Reasons to Fund a Project

The Prostate Net is a charity organization that offers various incentives aimed at improving health and well-being of African Americans. The organization has launched numerous programs aimed at raising awareness concerning prostate cancer and the value of screening. Gentlemen Check Your Engines™ initiative is an effective program that can receive the funding (Programs, n.d.). First, the program addresses one of the most vulnerable groups, which contributes to the incentive’s efficiency and value (Cookson, Drummond & Weatherly, 2009). Drummond, Sculpher, Torrance, O’Brien and Stoddart (2005) note that the incentive should have clear goals and sound plan to be cost-effective. It should also communicate its message properly. The incentive in question is characterized by these features. The message is very clear and informative. It is evident that the incentive has proved to be effective and able to make a difference.

Reasons not to Fund a Program

African American Cancer Initiative also aims at improving health and wellbeing of African Americans (Zenka, 2016). The program focuses on the development and management of various research projects addressing cancer. However, although the mission of the incentive is important and could make a real difference, the program will not receive the funding. The major flaw is inadequate communication of the goals and particular steps that will be undertaken. Thus, it is not clear how exactly the initiative will affect the research. There is no information on the tools to be used to achieve the goal, which is a significant drawback of the message (Ensor, 2004). There are doubts that the funding will be allocated properly to achieve the goals set. Suhonen and Paasivaara (2011) claim that emotional load is an important factor affecting the efficiency of health projects. The program in question does not have the emotional load.

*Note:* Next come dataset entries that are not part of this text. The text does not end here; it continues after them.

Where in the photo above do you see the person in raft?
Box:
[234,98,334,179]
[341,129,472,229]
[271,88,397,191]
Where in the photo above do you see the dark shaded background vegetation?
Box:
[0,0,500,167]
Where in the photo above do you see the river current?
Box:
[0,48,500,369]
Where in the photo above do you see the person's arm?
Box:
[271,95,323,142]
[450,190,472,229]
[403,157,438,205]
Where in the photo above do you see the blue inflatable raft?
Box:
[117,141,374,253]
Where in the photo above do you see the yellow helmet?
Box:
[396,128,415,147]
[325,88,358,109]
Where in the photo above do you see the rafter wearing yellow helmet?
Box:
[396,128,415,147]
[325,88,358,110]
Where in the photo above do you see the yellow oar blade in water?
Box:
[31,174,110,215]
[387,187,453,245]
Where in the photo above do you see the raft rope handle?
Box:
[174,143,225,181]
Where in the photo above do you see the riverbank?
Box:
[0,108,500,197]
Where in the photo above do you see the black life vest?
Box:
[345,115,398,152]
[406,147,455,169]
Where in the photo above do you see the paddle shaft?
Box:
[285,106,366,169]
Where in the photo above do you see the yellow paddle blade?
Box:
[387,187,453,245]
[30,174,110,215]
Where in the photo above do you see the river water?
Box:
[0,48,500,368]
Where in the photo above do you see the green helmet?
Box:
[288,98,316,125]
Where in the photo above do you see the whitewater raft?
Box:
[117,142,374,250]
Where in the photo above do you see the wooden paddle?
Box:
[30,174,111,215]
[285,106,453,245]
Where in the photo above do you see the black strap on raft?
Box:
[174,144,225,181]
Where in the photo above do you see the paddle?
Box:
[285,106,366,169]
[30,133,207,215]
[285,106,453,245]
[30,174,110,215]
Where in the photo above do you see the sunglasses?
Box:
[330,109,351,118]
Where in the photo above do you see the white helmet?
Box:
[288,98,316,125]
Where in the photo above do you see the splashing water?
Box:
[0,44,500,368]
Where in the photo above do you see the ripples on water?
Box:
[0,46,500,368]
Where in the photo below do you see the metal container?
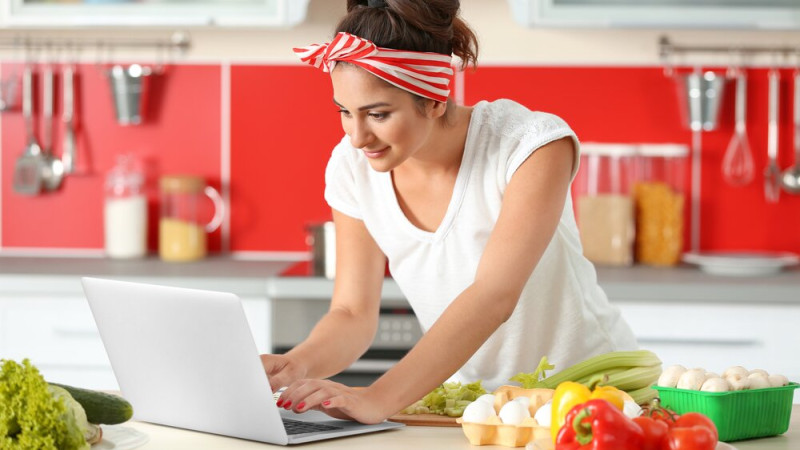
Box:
[306,222,336,280]
[108,64,153,125]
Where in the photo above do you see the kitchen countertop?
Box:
[0,254,800,304]
[115,405,800,450]
[0,256,298,296]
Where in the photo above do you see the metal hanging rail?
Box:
[0,31,191,54]
[658,36,800,60]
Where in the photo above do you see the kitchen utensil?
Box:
[781,71,800,194]
[14,63,44,195]
[722,69,755,186]
[108,64,153,125]
[61,64,76,174]
[764,69,780,203]
[42,64,64,191]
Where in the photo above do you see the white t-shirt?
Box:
[325,100,637,389]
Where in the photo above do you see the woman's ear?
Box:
[425,100,447,119]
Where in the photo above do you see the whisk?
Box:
[722,69,755,186]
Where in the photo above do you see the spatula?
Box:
[13,64,44,195]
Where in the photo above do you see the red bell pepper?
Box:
[556,399,644,450]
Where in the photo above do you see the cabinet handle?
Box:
[53,328,100,339]
[637,338,763,347]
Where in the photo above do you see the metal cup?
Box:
[678,70,727,131]
[108,64,153,125]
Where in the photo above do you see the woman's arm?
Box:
[262,210,386,390]
[282,138,574,423]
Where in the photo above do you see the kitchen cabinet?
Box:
[0,294,272,390]
[616,299,800,390]
[0,0,308,28]
[509,0,800,30]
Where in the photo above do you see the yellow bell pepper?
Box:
[550,381,625,442]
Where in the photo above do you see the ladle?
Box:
[42,64,64,191]
[722,68,755,186]
[781,71,800,194]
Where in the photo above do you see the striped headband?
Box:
[294,32,454,102]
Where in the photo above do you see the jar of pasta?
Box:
[158,175,224,262]
[573,143,636,266]
[633,144,689,266]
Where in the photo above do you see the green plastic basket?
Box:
[653,383,800,441]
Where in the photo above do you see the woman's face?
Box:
[331,64,444,172]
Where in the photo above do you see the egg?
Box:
[498,401,531,425]
[461,401,497,423]
[475,394,494,406]
[513,397,531,409]
[533,400,553,427]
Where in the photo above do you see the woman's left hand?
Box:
[278,379,388,424]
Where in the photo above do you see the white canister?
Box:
[104,155,147,258]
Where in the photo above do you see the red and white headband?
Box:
[294,32,455,102]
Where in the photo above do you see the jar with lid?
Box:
[573,143,636,266]
[103,155,147,258]
[158,175,225,262]
[633,144,689,266]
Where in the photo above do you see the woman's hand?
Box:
[277,379,391,424]
[261,354,308,392]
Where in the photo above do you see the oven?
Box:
[268,277,422,386]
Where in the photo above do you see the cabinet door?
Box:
[617,302,800,403]
[0,297,117,389]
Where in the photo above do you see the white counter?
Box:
[115,405,800,450]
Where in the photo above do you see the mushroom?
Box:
[675,369,706,391]
[656,364,686,387]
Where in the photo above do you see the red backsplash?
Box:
[0,65,800,252]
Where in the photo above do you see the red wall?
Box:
[0,61,800,252]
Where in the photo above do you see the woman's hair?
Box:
[336,0,478,68]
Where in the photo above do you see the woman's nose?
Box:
[348,120,372,148]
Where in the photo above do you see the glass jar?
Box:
[103,155,147,258]
[573,143,636,266]
[158,175,225,262]
[633,144,689,266]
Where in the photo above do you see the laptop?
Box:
[81,278,403,445]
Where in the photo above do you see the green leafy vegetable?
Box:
[509,356,556,389]
[0,359,90,450]
[402,380,486,417]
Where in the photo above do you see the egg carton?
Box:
[456,386,554,447]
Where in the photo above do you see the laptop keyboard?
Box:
[283,419,342,434]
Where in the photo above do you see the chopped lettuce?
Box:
[401,380,486,417]
[509,356,556,389]
[0,359,90,450]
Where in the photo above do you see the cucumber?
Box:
[50,383,133,425]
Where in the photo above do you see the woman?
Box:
[262,0,636,423]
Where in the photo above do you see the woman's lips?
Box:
[364,147,389,158]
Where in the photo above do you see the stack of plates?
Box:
[683,252,800,276]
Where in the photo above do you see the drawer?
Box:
[617,302,800,381]
[0,297,110,368]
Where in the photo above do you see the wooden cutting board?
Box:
[389,414,461,427]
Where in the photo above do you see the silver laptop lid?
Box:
[81,278,288,444]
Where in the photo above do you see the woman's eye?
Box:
[369,113,389,120]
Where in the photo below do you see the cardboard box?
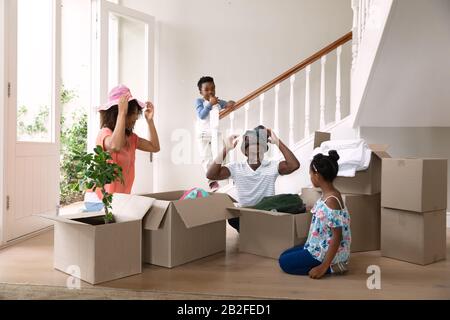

Two Strategies to Improve the Message

One of the ways to increase the chance of receiving funding is to add more details. The African American Cancer Initiative should be described in more detail. It is essential to provide information on particular laboratories or research centers that will be involved. It is also necessary to mention particular aspects that will be researched (Drummond et al., 2005). Screening and raising awareness are mentioned in the message, but they seem to be secondary. At that, screening has proved to be one of the effective prevention strategies. Thus, the message should include more information on measures that will be undertaken to raise awareness and increase the participation in screening.

It is also essential to use pathos in the message. It is important to add stories of people affected as well as their families. The incentive is concerned with people’s wellbeing, but this component is absent from the message. Stories of success, as well as stories of loss, can increase the emotional load and make the incentive more appealing.


In conclusion, it is possible to note that Gentlemen Check Your Engines™ initiative will receive the funding as it addresses the needs of an underprivileged group, it has properly cut goals, its message is properly communicated, and the outcomes have proved to be positive. Thus, the major issues of the message of the African American Cancer Initiative are vagueness and lack of the emotional load. It is possible to improve the program’s message through adding more details on particular steps to be undertaken and stories of people affected and their close ones.

Reference List

Cookson, R., Drummond, M. & Weatherly, H. (2009). Explicit incorporation of equity considerations into economic evaluation of public health interventions. Health Economics, Policy and Law, 4(2), 231–245.

Drummond, M.F., Sculpher, M.J., Torrance, G.W., O’Brien, B.J. & Stoddart, G.L. (2005). Methods for the economic evaluation of health care programmes. New York, NY: Oxford University Press.

Ensor, T. (2004). Consumer-led demand side financing for health and education: An international review. Oxford Policy Management, 19(3), 267-285.

Programs. (n.d.). Web.

Suhonen, M., & Paasivaara, L. (2011). Factors of human capital related to project success in health care work units. Journal of Nursing Management, 19(2), 246-253. Web.

Zenka, D. (2016). Prostate cancer: African American cancer initiative. Web.